Keep your green thumb active by tending to a few winter garden tasks.Start Seeds
Early-season vegetables: Early-season vegetables, such as broccoli, Brussels sprouts, cabbages, and leeks, can go into the garden a couple of weeks before your average last frost date. For an extra-early start, sow these seeds indoors five to seven weeks before transplanting outdoors.
Perennials: Get a jump on growing perennials by starting seeds indoors now (transplant them outdoors after your average last frost date). If you sow seed now, many varieties (blanket flower, coneflower, lupine, delphinium, coreopsis, black-eyed Susan, etc.) give you blooms the first year.
- Study your landscape plantings and draft a pruning plan. Tackle any landscape plant except spring bloomers. (Prune these after they flower.) Prune to shape a plant, to remove damaged wood, and to open the interior of a heavily branched plant.
- Postpone pruning dogwoods, maples, and birches until early summer. These trees bleed sap profusely if pruned in early spring.
- Wait to prune walnuts and oaks until July to lessen their chances of contracting wilt disease.
Test Garden Tip: New growth emerges on hellebores in warmer parts of the Midwest this month. Prune older growth, cutting off leaves near the ground. It's easy to spot older leaves: They tower over young growth and have a darker hue.

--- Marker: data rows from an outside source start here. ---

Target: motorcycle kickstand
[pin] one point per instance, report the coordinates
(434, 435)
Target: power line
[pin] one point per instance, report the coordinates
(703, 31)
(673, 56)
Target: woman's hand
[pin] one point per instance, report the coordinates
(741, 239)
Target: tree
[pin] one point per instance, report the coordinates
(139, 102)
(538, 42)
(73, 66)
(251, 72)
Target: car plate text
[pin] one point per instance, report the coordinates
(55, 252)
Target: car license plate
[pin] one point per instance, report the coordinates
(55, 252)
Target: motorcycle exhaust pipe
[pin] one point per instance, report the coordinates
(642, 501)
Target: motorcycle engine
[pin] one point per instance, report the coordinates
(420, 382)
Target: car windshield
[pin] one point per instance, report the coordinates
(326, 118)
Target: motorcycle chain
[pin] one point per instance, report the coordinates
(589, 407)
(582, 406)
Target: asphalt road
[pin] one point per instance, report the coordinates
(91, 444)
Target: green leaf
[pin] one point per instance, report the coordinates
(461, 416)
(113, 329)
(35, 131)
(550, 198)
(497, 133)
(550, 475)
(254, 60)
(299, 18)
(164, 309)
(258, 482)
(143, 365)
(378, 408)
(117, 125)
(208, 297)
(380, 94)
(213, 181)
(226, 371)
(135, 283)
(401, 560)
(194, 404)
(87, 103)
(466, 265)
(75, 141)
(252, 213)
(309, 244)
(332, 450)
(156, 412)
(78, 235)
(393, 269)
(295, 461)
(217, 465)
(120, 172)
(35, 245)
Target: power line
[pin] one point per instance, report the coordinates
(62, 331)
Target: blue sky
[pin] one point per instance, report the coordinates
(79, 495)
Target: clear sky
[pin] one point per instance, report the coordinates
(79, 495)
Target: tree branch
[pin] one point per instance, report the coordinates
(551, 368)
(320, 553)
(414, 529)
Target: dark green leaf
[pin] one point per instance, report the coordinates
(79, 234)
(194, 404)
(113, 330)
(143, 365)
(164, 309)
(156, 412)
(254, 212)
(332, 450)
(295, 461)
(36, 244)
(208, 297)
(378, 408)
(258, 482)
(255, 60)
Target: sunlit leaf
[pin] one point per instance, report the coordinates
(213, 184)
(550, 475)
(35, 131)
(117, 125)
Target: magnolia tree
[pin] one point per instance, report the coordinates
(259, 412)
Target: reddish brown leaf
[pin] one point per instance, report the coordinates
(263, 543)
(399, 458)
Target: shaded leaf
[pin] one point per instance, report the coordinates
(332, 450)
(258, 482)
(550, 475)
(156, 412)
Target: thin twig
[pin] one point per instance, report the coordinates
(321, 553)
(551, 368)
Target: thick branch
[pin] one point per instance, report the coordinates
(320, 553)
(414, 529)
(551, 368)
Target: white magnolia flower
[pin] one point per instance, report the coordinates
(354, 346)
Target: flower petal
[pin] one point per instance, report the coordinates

When winter brings ice, landscape plantings can suffer. Here are ways to minimize the damage when ice coats plants.
For plants taller than 15 feet, stay out of harm's way. Falling ice can be extremely dangerous. Your best hope is that temperatures inch upwards to allow melting to occur. If you must be outside around ice-coated trees following an ice storm, wear a hard hat to protect yourself from falling ice chunks. Keep away from electrical wires that might be pulled down if branches fall.
For plants shorter than 15 feet, you can provide assistance if you think major limbs are in danger. Grab a hard hat and goggles. While standing to the side of ice-coated branches, tap the ends of branches lightly with a pole or broom to help ice break free.
Prune any broken or damaged branches when temperatures are higher and all the ice is gone.
Test Garden Tip: If snow cover disappears, inspect the garden for winter weeds. These weeds may have sprouted last fall and will race to flower and set seed as soon as weather permits. Likely suspects include hairy bittercress, henbit, and chickweed.
If broadleaf evergreens show signs of windburn along leaf edges, take advantage of an above-freezing temperature to make one last application of an antidesiccant (also known as antitranspirant) to inhibit water loss through transpiration. Do not spray if temperatures will fall below freezing within 24 hours following application. Check plants such as rhododendron, azalea, or leucothoe. Holly, boxwood, and conifers used as windbreaks may also show signs of windburn.
Reapply deer repellents if browsing is occurring. Rotating or alternating repellents can prove effective in deterring deer.
Late in the month, while plants are still dormant, spray them with dormant oil to eliminate overwintering insects and diseases. Follow label directions, but typically you'll need a day with temperatures above 40 degrees F and a postapplication forecast of eight hours without rain or freezing temperatures.
Dormant oil on evergreens can control scale insects. Do not spray evergreens showing signs of winter burn.
Use a lime-sulfur spray on roses to beat insects and fungal diseases. When applying both dormant oil and lime-sulfur spray, follow label directions carefully. Typically you'll apply the lime-sulfur first, wait 14 days, and then apply the dormant oil.
Test Garden Tip: Check perennials as soon as soil is bare to see if any plant crowns have been pushed out of soil. Tuck plants into place by stepping on the soil around the plant crowns.Tackle Indoor Garden Chores
Inspect stored bulbs for signs of rot or mold. Toss any damaged bulbs on your compost pile.
Dig into last year's garden journal to review plans you may have noted for this year. If you don't have a journal, consider starting one. You can even keep a journal electronically. It's helpful for knowing when certain plants bloom, harvests are ready, or pests appear.
Inventory your seed supplies so you know what to purchase this year. If you're placing a mail or online seed order, place the order as early in the year as possible to ensure the seeds you want will be available.
Test Garden Tip: Examine houseplants frequently for signs of insects or disease. Continue to give plants a quarter turn weekly to encourage even growth. Water only when soil is dry to the touch.